Lenin pernah bertanya kepada seorang rekannya: "Tahukah kau kebusukan terbesar?" Rekannya, Krzhizhanovsky, tak tahu. Maka jawab Lenin: "Yaitu berumur lebih dari 55 tahun."

Lenin sendiri tak sampai mencapai "kebusukan" itu. Ia mati umur 54. Tapi sesuatu yanh lebih busuk toh mulai menyeruak, beberapa saat setelah jasadnya dibalsem di musoleum: para wakilnya berebut kuasa untuk jadi orang No 1 di Uni Soviet yang baru berumur 7 tahun itu.

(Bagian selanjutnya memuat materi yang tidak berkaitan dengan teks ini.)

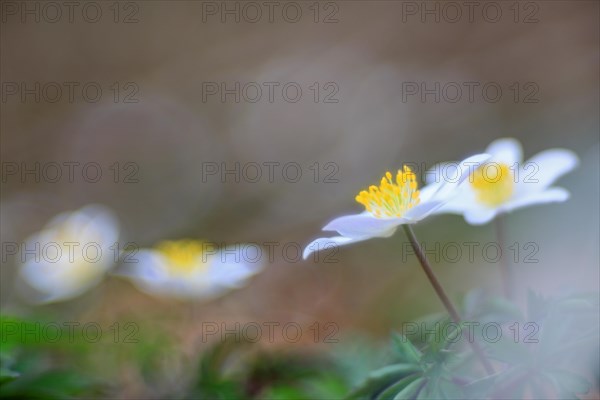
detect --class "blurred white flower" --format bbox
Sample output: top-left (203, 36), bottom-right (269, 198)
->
top-left (427, 138), bottom-right (579, 225)
top-left (302, 154), bottom-right (489, 259)
top-left (19, 205), bottom-right (119, 303)
top-left (118, 240), bottom-right (263, 300)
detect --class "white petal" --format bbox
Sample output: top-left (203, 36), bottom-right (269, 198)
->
top-left (485, 138), bottom-right (523, 166)
top-left (502, 187), bottom-right (569, 211)
top-left (403, 201), bottom-right (445, 223)
top-left (430, 153), bottom-right (490, 200)
top-left (464, 208), bottom-right (497, 225)
top-left (19, 256), bottom-right (105, 302)
top-left (323, 212), bottom-right (407, 239)
top-left (423, 161), bottom-right (458, 185)
top-left (302, 236), bottom-right (368, 260)
top-left (518, 149), bottom-right (579, 193)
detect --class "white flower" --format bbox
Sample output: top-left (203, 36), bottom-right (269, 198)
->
top-left (302, 154), bottom-right (489, 259)
top-left (119, 240), bottom-right (262, 299)
top-left (428, 138), bottom-right (579, 225)
top-left (19, 205), bottom-right (119, 303)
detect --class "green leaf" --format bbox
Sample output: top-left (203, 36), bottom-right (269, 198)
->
top-left (346, 364), bottom-right (422, 400)
top-left (376, 374), bottom-right (423, 400)
top-left (392, 332), bottom-right (422, 364)
top-left (394, 377), bottom-right (426, 400)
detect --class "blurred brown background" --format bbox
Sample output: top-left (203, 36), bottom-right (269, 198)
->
top-left (1, 1), bottom-right (600, 368)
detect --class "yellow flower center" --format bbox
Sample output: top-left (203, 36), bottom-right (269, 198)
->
top-left (471, 163), bottom-right (514, 207)
top-left (356, 165), bottom-right (419, 218)
top-left (156, 240), bottom-right (207, 275)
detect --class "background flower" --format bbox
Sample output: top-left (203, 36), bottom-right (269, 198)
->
top-left (119, 240), bottom-right (263, 299)
top-left (20, 205), bottom-right (119, 302)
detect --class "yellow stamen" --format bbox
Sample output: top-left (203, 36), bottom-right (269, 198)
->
top-left (356, 165), bottom-right (420, 218)
top-left (156, 240), bottom-right (207, 275)
top-left (471, 163), bottom-right (515, 207)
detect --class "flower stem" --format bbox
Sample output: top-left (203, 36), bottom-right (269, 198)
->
top-left (402, 224), bottom-right (495, 375)
top-left (494, 215), bottom-right (515, 300)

Persaingan bengis itu terjadi antara Zinonev, Trotsky, dan Stalin. Dalam salah satu "surat wasiat"-nya Lenin memang menyatakan bahwa "Stalin terlalu kasar," dan agar diganti dari jabatan Sekjen Partai. Namun sejarah membuktikan lain. Stalin-lah yang menang. Ia membuang Trotsky ke luar negeri dan kemudian membunuhnya. Ia menyeret Zinonev ke Pengadilan, bersama seluruh bekas pimpinan teras Partai Komunis semasa Lenin. Mereka dipaksa mengaku jadi spion asing, berkomplot membunuh para tokoh. Dan rakyat pun dikerahkan untuk berseru: "Tembak saja anjing-anjing gila itu!"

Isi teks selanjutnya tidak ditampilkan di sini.